Well, I am not sure how I feel about this. Dave went to the first MAC football game of the season without me. He took time off of work, drove to Muncie, IN and stayed overnight. Part of me enjoys the time alone. Part of me wonders if he doesn't need me anymore. I know that couples are suppose to have things they do separate from each other, but so far I haven't developed any friends separate from Dave and no activities that I do on my own, except grocery shopping and getting my hair and nails done.
Actually, I am not sure I want to develop new girlfriends. I have my family to tend to and Dave, and sometimes when you have other friends, they take up more time. But it does seem a litle lopsided. Dave has friends from work, and friends from his fantasy football league, family, and friends from the MAC. I am just "the wife" that tags along.

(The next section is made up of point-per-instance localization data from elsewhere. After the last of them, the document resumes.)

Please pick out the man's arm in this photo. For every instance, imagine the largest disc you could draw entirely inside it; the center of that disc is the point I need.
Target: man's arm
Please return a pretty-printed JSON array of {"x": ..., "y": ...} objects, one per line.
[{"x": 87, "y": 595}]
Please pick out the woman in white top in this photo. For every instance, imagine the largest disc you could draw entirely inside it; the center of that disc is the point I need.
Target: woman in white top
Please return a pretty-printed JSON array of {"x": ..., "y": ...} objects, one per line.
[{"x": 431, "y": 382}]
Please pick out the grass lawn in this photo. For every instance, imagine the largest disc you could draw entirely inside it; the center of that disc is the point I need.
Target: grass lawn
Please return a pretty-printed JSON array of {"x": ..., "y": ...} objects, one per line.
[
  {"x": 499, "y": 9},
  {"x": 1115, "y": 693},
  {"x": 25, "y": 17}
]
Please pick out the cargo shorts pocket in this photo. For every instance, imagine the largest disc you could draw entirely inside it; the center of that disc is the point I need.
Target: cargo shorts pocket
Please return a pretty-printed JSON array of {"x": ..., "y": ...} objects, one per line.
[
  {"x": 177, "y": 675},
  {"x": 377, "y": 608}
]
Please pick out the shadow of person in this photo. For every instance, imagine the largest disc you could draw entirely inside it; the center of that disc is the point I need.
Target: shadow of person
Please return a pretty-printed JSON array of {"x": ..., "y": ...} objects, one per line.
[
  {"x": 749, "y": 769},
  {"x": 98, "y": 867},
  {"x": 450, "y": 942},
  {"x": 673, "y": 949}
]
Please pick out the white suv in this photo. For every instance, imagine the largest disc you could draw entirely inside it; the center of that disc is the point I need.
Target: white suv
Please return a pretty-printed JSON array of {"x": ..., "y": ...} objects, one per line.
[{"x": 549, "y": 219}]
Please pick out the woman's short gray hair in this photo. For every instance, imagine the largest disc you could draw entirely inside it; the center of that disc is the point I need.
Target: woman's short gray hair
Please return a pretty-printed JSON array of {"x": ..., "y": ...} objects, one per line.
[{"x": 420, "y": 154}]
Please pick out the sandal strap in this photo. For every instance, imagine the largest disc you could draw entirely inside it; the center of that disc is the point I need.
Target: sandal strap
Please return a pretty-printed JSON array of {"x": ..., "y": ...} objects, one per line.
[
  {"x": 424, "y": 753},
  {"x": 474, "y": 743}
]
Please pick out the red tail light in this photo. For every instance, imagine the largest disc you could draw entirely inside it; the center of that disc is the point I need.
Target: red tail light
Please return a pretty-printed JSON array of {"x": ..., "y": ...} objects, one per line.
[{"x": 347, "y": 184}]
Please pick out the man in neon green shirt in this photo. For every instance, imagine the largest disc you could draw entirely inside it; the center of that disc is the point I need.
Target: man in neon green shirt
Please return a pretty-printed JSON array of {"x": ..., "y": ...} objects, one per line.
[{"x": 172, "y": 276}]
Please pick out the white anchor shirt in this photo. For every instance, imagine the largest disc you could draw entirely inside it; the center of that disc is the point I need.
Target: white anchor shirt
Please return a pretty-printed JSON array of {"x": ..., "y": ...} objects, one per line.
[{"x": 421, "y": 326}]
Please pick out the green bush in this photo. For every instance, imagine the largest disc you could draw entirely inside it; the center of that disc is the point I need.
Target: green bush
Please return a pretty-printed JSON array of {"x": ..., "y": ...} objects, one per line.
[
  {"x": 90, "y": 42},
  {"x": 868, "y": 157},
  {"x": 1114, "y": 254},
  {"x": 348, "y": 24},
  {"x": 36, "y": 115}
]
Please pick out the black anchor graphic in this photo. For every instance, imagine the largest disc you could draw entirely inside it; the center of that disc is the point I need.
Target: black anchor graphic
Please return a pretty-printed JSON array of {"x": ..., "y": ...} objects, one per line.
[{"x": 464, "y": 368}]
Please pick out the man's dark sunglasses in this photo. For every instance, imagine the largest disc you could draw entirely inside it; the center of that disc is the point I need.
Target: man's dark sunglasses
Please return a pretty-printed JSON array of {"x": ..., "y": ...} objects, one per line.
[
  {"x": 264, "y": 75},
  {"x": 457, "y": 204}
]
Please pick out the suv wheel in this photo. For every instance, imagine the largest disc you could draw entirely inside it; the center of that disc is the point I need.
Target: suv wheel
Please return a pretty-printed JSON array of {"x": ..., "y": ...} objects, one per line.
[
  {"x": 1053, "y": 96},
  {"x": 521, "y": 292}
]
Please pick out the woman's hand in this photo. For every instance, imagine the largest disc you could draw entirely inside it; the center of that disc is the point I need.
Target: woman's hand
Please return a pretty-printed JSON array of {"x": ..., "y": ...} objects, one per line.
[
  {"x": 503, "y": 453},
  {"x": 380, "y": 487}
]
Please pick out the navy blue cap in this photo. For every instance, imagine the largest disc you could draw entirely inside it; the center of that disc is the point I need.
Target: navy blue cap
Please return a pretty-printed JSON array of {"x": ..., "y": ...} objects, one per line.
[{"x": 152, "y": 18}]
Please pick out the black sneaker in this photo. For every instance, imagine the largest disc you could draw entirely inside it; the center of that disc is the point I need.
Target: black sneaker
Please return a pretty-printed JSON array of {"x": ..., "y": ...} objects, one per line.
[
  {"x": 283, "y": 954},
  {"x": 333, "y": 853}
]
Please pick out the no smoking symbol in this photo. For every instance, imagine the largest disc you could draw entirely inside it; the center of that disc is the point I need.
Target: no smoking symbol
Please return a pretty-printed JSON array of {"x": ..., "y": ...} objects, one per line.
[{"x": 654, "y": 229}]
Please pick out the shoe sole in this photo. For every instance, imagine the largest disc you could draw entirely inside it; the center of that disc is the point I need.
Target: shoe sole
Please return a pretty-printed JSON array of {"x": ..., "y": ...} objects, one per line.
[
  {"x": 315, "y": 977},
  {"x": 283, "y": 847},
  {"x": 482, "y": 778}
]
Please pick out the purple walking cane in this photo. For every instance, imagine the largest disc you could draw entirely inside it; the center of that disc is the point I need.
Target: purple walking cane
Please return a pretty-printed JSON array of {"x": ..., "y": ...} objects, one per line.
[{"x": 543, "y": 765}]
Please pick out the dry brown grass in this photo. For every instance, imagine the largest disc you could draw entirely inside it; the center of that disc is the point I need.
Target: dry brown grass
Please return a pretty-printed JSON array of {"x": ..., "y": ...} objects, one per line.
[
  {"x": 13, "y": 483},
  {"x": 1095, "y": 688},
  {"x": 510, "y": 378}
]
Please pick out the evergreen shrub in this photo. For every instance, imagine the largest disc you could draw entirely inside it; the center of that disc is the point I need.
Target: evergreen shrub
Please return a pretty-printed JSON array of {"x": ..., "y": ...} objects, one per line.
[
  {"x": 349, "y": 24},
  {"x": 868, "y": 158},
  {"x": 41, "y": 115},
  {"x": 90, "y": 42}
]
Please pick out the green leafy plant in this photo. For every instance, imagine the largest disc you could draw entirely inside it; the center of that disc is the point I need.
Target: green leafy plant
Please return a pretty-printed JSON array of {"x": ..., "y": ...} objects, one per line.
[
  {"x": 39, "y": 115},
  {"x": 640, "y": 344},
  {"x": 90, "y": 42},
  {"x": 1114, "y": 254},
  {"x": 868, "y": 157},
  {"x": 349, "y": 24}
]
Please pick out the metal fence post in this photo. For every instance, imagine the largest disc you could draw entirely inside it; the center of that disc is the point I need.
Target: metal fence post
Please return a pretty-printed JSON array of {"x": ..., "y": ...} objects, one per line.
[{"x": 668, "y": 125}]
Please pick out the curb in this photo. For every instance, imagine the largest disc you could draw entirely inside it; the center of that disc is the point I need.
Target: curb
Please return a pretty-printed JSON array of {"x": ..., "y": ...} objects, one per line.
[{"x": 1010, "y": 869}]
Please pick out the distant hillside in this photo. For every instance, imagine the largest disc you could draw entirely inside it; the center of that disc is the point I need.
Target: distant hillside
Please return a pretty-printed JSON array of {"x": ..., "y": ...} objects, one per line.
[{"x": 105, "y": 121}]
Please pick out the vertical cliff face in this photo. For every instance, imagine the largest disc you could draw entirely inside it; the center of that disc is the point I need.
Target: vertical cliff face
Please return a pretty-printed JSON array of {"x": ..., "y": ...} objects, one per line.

Actually, I probably couldn't have gotten off of work to go to the game. But I never like to be left out of fun things. This is a left over feeling from childhood. I get jealous whenever someone gets to do something that I don't get to do. Yet, it doesn't bother me when I get to do things someone else doesn't get to do. I remember that it made me feel a little better if someone went away somewhere that I couldn't go, if they brought be back something. Like if my mom went to the store without me, I wanted her to at least bring me back something. Guess what. I still have that childish wish. So if Dave brings me back something (even if it is a candy bar or a plastic football - well maybe not that), then I will feel a little better. Geesh, do we ever grow up?
Okay, I have to update this post. I was a little off balance. Things are back to status quo. The air has been cleared. More communication will take place in the future and I will be taking my medication more regularly. (just kidding). But seriously, things are all better.